- Born: February 25, 1828 Vienna, Austrian Empire
- Died: January 6, 1907 (aged 78) Graz, Austria-Hungary
- Other names: Jacob Pöschl, Jakob Poeschl, Jacob Poeschl
- Occupation: Physicist

= Jakob Pöschl =

Austrian physicist and university teacher

Jakob Pöschl (25 February 1828 in Vienna – 6 January 1907 in Graz) was an Austrian physicist and university teacher.

== Biography ==
After graduating from Gymnasium Pöschl studied philosophy for 14 years at the University of Vienna.
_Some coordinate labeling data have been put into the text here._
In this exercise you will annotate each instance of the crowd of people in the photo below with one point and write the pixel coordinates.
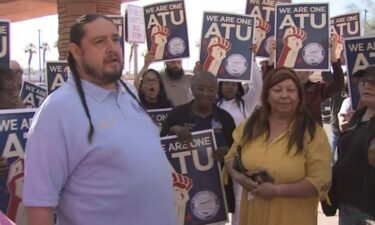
(93, 152)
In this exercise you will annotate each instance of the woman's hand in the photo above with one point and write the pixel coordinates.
(220, 153)
(183, 133)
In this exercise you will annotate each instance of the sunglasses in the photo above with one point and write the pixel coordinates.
(18, 71)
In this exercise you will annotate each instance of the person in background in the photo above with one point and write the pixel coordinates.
(233, 99)
(84, 156)
(201, 114)
(353, 182)
(317, 92)
(151, 91)
(336, 102)
(176, 82)
(280, 156)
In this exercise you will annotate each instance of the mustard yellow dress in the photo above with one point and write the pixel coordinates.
(314, 164)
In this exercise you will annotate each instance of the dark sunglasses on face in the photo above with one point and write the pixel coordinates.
(18, 71)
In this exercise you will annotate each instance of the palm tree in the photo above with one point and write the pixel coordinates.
(45, 47)
(30, 49)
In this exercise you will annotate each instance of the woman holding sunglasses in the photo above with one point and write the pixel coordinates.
(281, 157)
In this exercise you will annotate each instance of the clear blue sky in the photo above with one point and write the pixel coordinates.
(25, 32)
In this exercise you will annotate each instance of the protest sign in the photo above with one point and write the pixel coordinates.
(225, 45)
(345, 26)
(166, 30)
(264, 12)
(118, 20)
(134, 21)
(14, 126)
(56, 74)
(302, 36)
(159, 114)
(360, 53)
(4, 43)
(200, 197)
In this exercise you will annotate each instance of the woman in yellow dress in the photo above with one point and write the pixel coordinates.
(281, 157)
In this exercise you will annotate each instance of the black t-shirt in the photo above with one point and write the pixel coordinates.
(353, 177)
(220, 120)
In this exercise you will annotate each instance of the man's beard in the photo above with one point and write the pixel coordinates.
(104, 77)
(174, 74)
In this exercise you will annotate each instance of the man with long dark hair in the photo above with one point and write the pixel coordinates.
(84, 155)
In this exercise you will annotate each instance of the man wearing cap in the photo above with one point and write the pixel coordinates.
(353, 182)
(176, 81)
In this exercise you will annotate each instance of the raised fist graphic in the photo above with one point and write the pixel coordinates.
(16, 210)
(182, 185)
(337, 46)
(261, 29)
(217, 51)
(159, 36)
(293, 38)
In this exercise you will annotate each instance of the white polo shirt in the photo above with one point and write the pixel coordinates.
(122, 177)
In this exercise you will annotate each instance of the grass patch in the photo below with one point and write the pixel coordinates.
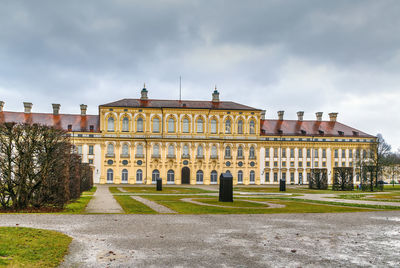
(131, 206)
(292, 206)
(166, 190)
(28, 247)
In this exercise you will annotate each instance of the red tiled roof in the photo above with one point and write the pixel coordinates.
(309, 128)
(62, 121)
(137, 103)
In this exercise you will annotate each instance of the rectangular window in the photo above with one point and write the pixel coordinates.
(275, 177)
(79, 149)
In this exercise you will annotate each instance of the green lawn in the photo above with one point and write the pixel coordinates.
(166, 190)
(27, 247)
(292, 206)
(132, 206)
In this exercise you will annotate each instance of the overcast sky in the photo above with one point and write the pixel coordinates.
(310, 55)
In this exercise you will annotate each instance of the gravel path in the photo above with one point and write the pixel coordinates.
(330, 198)
(368, 239)
(103, 202)
(153, 205)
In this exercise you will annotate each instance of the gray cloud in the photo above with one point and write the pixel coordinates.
(294, 55)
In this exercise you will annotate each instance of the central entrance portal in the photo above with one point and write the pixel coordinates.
(185, 175)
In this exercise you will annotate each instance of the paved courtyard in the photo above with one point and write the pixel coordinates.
(270, 240)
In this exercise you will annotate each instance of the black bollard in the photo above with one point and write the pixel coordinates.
(282, 185)
(226, 187)
(159, 184)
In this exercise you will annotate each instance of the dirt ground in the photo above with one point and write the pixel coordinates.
(369, 239)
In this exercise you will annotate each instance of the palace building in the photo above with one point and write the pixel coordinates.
(136, 141)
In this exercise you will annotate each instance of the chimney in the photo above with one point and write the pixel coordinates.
(280, 115)
(28, 107)
(56, 108)
(83, 109)
(263, 112)
(319, 116)
(332, 117)
(300, 115)
(144, 93)
(215, 95)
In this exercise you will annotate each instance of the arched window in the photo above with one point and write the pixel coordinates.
(125, 149)
(185, 125)
(171, 150)
(228, 126)
(110, 175)
(252, 127)
(156, 125)
(170, 176)
(156, 150)
(185, 150)
(240, 126)
(240, 152)
(110, 124)
(214, 177)
(125, 124)
(171, 125)
(252, 176)
(110, 149)
(139, 176)
(213, 126)
(200, 151)
(155, 175)
(124, 177)
(252, 153)
(228, 152)
(199, 176)
(139, 125)
(214, 153)
(240, 176)
(139, 150)
(200, 125)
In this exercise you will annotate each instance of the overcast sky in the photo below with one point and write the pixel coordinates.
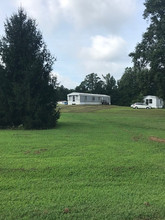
(85, 36)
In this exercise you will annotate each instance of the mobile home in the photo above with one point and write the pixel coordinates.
(76, 98)
(153, 101)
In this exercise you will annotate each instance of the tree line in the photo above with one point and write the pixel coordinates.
(29, 93)
(147, 76)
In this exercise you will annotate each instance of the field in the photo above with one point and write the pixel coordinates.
(100, 162)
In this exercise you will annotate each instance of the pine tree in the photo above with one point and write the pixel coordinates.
(28, 96)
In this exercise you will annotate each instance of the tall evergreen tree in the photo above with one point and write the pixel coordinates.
(28, 96)
(150, 53)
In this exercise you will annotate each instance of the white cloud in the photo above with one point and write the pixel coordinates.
(107, 48)
(101, 13)
(106, 54)
(111, 14)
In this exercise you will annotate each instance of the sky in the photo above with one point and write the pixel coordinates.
(85, 36)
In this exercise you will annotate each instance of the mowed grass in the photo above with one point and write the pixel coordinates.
(100, 162)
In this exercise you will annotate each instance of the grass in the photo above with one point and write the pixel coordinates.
(99, 163)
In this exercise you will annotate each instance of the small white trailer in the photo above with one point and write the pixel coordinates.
(76, 98)
(153, 101)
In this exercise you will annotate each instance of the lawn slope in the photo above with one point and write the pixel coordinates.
(101, 162)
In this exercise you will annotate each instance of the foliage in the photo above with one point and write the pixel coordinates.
(94, 84)
(100, 163)
(27, 91)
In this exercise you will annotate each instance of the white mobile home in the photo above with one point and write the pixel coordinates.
(76, 98)
(153, 101)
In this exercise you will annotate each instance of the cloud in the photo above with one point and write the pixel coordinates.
(108, 14)
(107, 48)
(106, 54)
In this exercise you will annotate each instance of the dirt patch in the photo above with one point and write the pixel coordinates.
(156, 139)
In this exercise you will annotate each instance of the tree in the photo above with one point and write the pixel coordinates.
(149, 55)
(29, 96)
(92, 84)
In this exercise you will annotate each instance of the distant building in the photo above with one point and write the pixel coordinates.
(76, 98)
(153, 101)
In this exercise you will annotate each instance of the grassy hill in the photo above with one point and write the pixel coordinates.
(101, 162)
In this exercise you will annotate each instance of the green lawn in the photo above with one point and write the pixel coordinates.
(101, 162)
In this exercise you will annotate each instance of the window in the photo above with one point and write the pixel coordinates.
(93, 98)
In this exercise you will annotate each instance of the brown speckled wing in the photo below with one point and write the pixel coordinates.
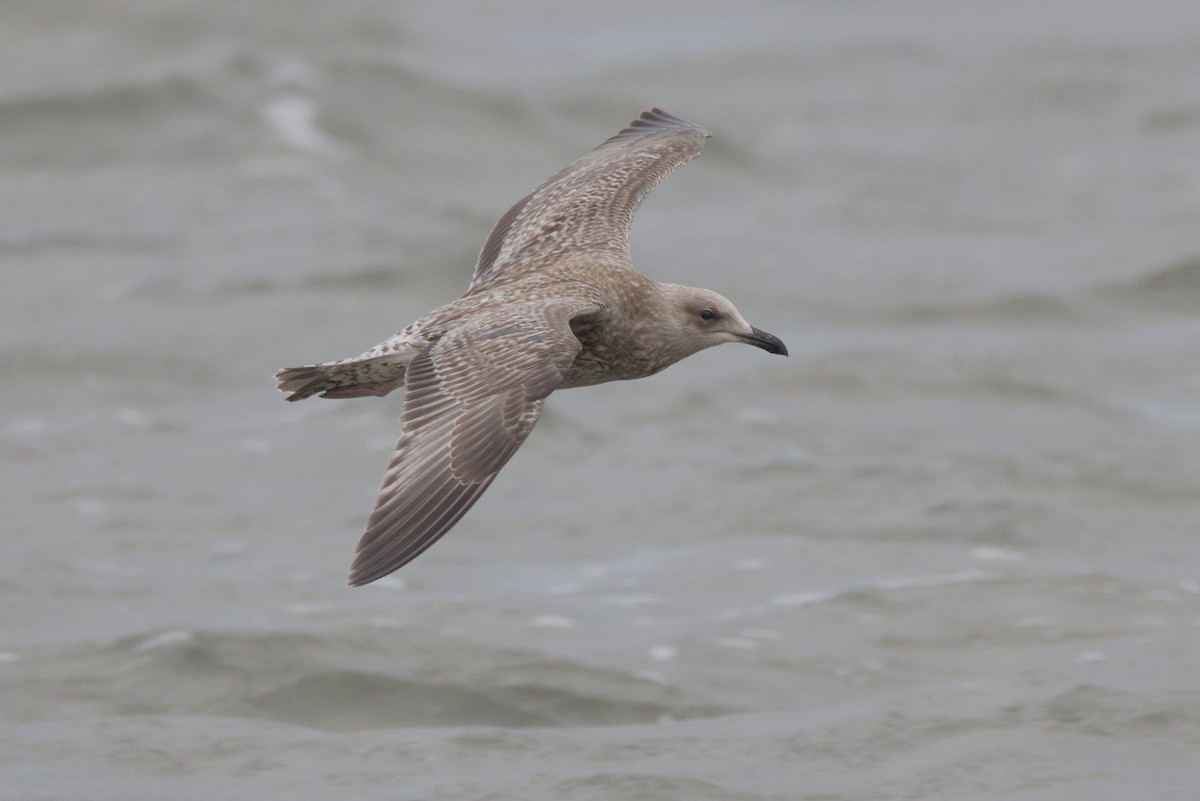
(469, 402)
(591, 204)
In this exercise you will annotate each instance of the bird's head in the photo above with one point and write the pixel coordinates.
(701, 318)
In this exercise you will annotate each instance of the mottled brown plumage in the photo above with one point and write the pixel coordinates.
(555, 302)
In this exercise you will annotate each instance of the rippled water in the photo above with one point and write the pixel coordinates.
(949, 549)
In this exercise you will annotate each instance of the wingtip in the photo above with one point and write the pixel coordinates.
(655, 119)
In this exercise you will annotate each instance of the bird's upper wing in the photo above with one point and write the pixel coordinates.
(469, 402)
(591, 204)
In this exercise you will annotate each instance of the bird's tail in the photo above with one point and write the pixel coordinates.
(349, 378)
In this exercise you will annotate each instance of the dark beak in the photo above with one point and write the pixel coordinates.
(768, 342)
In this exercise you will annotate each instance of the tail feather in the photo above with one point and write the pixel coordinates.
(345, 379)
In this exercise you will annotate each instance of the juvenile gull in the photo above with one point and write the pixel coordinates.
(555, 302)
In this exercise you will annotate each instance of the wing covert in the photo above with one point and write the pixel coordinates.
(591, 203)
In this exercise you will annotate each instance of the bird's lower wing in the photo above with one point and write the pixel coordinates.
(471, 399)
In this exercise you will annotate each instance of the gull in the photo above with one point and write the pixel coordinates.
(555, 302)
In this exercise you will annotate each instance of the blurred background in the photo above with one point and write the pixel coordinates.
(949, 549)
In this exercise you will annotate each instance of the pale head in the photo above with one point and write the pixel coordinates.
(701, 318)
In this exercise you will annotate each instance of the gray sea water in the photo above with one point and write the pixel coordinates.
(949, 549)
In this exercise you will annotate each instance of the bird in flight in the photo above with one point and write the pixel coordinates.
(555, 302)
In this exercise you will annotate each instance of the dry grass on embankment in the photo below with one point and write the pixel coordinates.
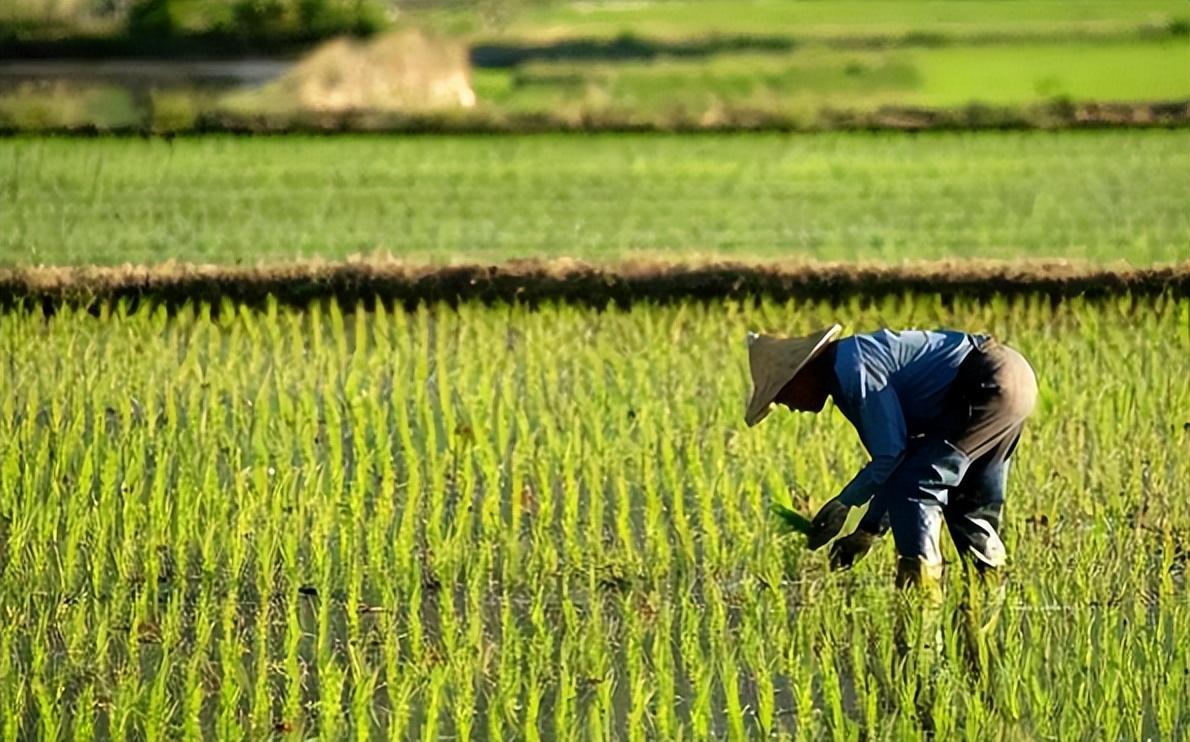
(565, 281)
From 1836 to 1841 he studied at the Vienna Polytechnic Institute. He obtained permission to teach in Realschulen in mathematics and physics. From 1841 onwards he worked as a teacher, first in Vienna and later in Brno. In 1855 Pöschl was appointed first professor for experimental and technical physics at the Joanneum in Graz. In 1871–72 he was rector of the university. Pöschl retired in 1877 and was succeeded by Albert von Ettingshausen. Pöschl passed away in his house located at Klosterwiesgasse 19 after a long period of suffering on 6 January 1907. He was buried at the Graz St. Peter cemetery.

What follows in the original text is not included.